Ethereum co-founder Vitalik Buterin has urged developers working with zero-knowledge (ZK) and fully homomorphic encryption (FHE) technologies to adopt a more transparent and practical method for measuring computational efficiency. In a post on X, Buterin suggested that cryptographic overhead should be expressed as a ratio comparing the time to compute within cryptography versus the time for raw operations, rather than relying on vague benchmarks like "N operations per second."
Buterin explained that this ratio-based approach is hardware-independent and provides a clear indicator of efficiency sacrifice when moving from trust-based to cryptographic computation. "It gives a very informative number: how much efficiency am I sacrificing by making my app cryptographic instead of trust-dependent?" he stated.
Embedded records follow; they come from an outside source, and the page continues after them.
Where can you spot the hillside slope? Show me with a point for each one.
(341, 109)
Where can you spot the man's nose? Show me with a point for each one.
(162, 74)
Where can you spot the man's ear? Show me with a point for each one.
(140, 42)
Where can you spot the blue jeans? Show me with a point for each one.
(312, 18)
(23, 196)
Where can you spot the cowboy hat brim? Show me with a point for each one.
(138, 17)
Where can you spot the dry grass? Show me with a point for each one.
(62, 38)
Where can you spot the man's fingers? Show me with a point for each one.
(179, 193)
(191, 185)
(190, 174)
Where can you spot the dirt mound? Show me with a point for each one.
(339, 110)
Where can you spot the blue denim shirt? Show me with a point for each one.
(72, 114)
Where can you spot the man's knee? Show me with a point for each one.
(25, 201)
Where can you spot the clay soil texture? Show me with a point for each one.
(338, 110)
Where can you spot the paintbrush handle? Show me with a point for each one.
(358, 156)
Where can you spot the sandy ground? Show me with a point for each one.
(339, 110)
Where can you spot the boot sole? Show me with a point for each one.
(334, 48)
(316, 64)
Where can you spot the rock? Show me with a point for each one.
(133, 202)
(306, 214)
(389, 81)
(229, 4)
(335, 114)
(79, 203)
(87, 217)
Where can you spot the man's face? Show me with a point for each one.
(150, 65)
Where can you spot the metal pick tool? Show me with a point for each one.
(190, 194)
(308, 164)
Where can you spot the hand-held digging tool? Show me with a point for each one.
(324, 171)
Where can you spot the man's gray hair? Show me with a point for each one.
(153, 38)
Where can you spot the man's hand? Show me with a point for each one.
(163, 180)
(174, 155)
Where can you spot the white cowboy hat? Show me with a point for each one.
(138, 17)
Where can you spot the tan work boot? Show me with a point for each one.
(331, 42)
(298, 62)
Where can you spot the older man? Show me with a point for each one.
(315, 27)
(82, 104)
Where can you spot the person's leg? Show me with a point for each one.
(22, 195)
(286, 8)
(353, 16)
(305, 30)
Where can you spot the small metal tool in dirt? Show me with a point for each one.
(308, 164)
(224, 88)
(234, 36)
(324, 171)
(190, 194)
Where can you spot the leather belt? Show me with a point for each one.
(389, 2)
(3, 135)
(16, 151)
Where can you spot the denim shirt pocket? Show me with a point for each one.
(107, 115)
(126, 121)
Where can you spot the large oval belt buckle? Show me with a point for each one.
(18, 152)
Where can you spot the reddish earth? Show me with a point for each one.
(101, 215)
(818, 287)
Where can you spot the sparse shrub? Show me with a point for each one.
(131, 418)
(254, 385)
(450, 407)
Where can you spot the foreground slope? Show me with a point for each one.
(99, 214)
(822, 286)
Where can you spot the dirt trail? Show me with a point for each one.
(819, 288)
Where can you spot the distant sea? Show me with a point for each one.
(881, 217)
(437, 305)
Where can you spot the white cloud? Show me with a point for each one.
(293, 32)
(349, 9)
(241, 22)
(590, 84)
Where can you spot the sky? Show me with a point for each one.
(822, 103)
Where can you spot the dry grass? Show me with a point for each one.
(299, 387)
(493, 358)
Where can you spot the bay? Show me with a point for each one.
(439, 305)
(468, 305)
He added that developers can easily estimate cryptographic performance by multiplying the raw computation time by the overhead factor, simplifying projections without complex hardware dependencies.
Buterin acknowledged challenges in achieving a perfect ratio due to heterogeneous operations, such as differences in proving versus executing, parallelization, and memory access patterns. However, he emphasized that an "overhead factor" remains a valuable and consistent efficiency indicator across various hardware setups.
Following his post, experts like Lukas Helminger and Matt McAteer engaged in discussions, highlighting complexities in benchmarking FHE systems due to network configurations and participant numbers. Buterin clarified that FHE typically involves a single party, with exceptions like threshold decryption, which aren't directly proportional to computational load. McAteer noted that proof size ratios are equally important for understanding ZK system scalability, while Muhammad Azhar supported ratio-based metrics for unifying comparisons across hardware and cryptographic schemes.
This call for standardization comes as ZK and FHE technologies gain traction in blockchain scalability, privacy, and decentralized computing, aiming to accelerate progress and transparency in next-generation cryptography.